-¿Seguro que éste es el lugar? –preguntó Paula confundida–. ¿Dónde está el resto del mundo?
–¿El resto del mundo? –repitió Pedro, saliendo del coche, a su lado, y aceptando el paraguas que le daba el chófer.
Los aeropuertos eran lugares llenos de gente, ¿No? Pedro la había llevado a un lugar tranquilo, rodeado de campo. Había un avión con letras escritas en árabe en la cola aparcado al otro lado del edificio bajo que se extendía a sus espaldas. El chófer le dió el equipaje a un asistente y subieron las escaleras que tenían delante para entrar en él. El aparato era como cualquier otro por fuera, con el símbolo chino de un dragón. Paula supo que eso significaba que era de Pedro, porque era el símbolo que había utilizado desde que, de niño, había desarrollado un juego de dragones para el teléfono.
–¿No tengo que enseñar mi pasaporte?
–Lo harás cuando aterricemos en París.
–¡París! –exclamó ella, girándose–. Me has dicho que ibas a llevarme a Nueva York.
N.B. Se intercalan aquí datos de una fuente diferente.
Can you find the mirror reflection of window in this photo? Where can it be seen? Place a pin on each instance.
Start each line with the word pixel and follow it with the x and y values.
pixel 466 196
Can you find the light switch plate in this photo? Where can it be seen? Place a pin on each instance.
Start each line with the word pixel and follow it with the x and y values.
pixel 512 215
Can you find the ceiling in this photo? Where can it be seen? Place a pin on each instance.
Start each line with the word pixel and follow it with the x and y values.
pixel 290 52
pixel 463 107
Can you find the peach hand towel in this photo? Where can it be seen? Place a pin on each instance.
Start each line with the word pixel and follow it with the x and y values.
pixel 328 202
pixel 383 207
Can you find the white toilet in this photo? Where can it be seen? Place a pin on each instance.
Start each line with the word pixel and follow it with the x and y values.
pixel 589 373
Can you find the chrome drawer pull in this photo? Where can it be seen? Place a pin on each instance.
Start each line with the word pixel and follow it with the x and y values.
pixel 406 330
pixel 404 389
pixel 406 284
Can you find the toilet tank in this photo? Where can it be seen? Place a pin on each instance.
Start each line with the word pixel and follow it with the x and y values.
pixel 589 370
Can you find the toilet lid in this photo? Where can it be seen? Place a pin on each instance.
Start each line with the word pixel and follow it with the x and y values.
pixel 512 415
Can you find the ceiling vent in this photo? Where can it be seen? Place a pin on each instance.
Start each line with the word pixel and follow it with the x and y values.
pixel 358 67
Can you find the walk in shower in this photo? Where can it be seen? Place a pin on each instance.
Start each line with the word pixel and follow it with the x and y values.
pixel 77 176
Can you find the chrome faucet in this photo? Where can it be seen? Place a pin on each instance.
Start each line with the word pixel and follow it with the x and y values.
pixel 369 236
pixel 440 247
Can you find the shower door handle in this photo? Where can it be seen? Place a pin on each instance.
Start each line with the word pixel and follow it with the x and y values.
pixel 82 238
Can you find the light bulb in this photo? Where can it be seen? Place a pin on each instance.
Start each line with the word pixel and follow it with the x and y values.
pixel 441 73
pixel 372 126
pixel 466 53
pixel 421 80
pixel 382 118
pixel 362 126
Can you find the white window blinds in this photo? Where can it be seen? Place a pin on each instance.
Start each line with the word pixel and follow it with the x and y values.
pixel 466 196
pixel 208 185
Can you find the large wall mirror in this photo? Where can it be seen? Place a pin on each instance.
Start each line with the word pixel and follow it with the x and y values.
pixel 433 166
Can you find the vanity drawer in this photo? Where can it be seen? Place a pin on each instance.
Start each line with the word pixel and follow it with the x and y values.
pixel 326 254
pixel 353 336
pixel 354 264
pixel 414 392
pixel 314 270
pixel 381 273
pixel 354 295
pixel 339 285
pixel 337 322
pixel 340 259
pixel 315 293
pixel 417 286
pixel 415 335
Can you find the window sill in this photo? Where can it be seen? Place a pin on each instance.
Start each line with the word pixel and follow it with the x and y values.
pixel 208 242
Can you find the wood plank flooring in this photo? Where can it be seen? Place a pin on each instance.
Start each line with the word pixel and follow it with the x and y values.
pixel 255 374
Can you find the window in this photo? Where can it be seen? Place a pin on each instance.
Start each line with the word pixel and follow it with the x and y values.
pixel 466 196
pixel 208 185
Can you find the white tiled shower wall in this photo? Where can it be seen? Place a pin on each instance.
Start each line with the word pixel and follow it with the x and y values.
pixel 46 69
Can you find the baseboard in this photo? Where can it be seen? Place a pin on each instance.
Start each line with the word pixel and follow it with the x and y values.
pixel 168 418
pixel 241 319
–Vamos a hacer una parada para ir de compras –le dijo él, mirándola de arriba abajo con desdén.
Todo estaba ocurriendo muy deprisa. Paula casi no podía ni respirar. Y se quedó boquiabierta al entrar en el avión. No era como un autobús, con hileras de asientos, un pasillo y pequeñas ventanas. Era como una casa. De hecho, el personal los esperaba haciendo fila, como había ocurrido al llegar Pedro a la mansión de Sara. El piloto les dió la bienvenida e invitó a Pedro a ir con él a la cabina para revisar la trayectoria de vuelo.
–¿La acompaño a su habitación, señora Alfonso? –preguntó una bella azafata.
–Me puedes llamar Paula.
Pensó que tenía que hablar con Pedro acerca de cómo de real era aquel matrimonio antes de permitir que la fuesen llamando señora Alfonso por ahí. Siguió a la otra mujer y atravesaron una zona con un sofá, sillones reclinables frente a un televisor de pantalla plana y una chimenea. Paula decidió que aquello no era como una casa, con tanto cromo y cristal, sino como una nave espacial. Entraron en una pequeña suite en la que había una enorme cama, una zona de comedor para dos, un sofá, un escritorio y otro televisor.
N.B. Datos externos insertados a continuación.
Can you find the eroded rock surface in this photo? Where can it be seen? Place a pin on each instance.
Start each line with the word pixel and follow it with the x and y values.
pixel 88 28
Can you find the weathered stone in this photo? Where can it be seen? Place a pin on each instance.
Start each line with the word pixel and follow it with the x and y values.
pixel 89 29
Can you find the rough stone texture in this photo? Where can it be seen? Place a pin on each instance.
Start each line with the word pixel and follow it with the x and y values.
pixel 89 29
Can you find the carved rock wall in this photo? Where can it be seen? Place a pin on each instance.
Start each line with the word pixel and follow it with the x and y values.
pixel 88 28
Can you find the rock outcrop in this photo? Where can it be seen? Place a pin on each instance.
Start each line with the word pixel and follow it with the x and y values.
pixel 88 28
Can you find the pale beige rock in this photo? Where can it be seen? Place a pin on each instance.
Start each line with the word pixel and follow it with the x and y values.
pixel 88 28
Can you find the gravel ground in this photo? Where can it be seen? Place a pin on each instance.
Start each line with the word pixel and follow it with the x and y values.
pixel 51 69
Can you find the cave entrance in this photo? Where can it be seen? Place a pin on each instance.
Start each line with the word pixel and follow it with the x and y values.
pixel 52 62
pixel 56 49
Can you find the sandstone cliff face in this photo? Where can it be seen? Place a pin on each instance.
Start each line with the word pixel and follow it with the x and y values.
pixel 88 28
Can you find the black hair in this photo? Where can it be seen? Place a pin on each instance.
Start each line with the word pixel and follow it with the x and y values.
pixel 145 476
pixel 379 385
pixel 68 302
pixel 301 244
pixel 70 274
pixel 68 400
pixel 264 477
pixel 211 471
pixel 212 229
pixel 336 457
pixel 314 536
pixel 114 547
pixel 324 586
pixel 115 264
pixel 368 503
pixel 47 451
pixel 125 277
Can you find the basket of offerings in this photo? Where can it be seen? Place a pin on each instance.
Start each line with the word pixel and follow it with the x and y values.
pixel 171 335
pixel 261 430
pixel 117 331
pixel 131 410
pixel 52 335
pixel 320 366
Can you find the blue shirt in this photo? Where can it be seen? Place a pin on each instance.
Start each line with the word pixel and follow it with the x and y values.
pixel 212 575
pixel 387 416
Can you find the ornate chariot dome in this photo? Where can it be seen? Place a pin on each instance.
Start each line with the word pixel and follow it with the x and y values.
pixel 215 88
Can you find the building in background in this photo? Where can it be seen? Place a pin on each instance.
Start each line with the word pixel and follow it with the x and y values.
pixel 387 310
–Por favor, utilice la campana si me necesita –comentó la azafata antes de marcharse.
Paula vió su bolso colgado detrás de la puerta. Abrió un par de cajones y encontró ropa de Pedro.Se le detuvo el corazón. Aquella era su habitación. Y había ropa interior en un cajón. Cerró el armario y tocó el jarrón que había encima de la mesita de noche. Tenía la base magnética, para no caerse si había turbulencias. Entró en el baño, lleno de espejos y luces tenues, una mampara mate en la ducha y toallas a juego con las sábanas de la cama. Se miró al espejo. Pedro tenía razón. Aquella chaqueta no le favorecía. Llevaba tanto tiempo intentando pasar desapercibida que casi se le había olvidado sacarse partido. Allí solo había jabón y crema, no había maquillaje, así que se lavó y se peinó, se dejó el pelo suelto. Su melena ondulada siempre había sido uno de sus mejores atributos, junto a su piel dorada. Dejó la chaqueta en la percha que había detrás de la puerta a pesar de que el sujetador de algodón sencillo se le marcaba con el jersey de punto. Se detuvo frente a la puerta abierta. Pedro estaba al otro lado, avisando a alguien por teléfono, en francés, de la hora a la que iban a llegar. Él dejó un par de pantalones color crema a los pies de la cama, miró la camisa azul que había en la percha que tenía en la mano. La dejó en el armario y sacó una roja.
–Merci. Adiós.
Terminó la llamada.
–Son para tí. Para que viajes más cómoda.
Quitó la camisa de la percha y tomó los pantalones.
–Y son más favorecedores. Mejor sin la chaqueta.
La miró fijamente y ella se acordó del beso. Se puso tensa.
–Gracias –murmuró, acercándose a tomar la ropa–. Deberíamos hablar de un par de cosas.
–Por supuesto –le respondió Pedro en tono ausente.
Estudió con la mirada su pelo y la curva de sus pechos. Levantó la mano y ella notó un suave tirón, como si estuviese enredando unos mechones de pelo en sus dedos. Paula se quedó muy quieta, sin saber qué hacer, pero siendo consciente de que le gustaba la sensación. Era como el beso, que la había dejado conmocionada, mientras que a él no parecía haberle afectado nada.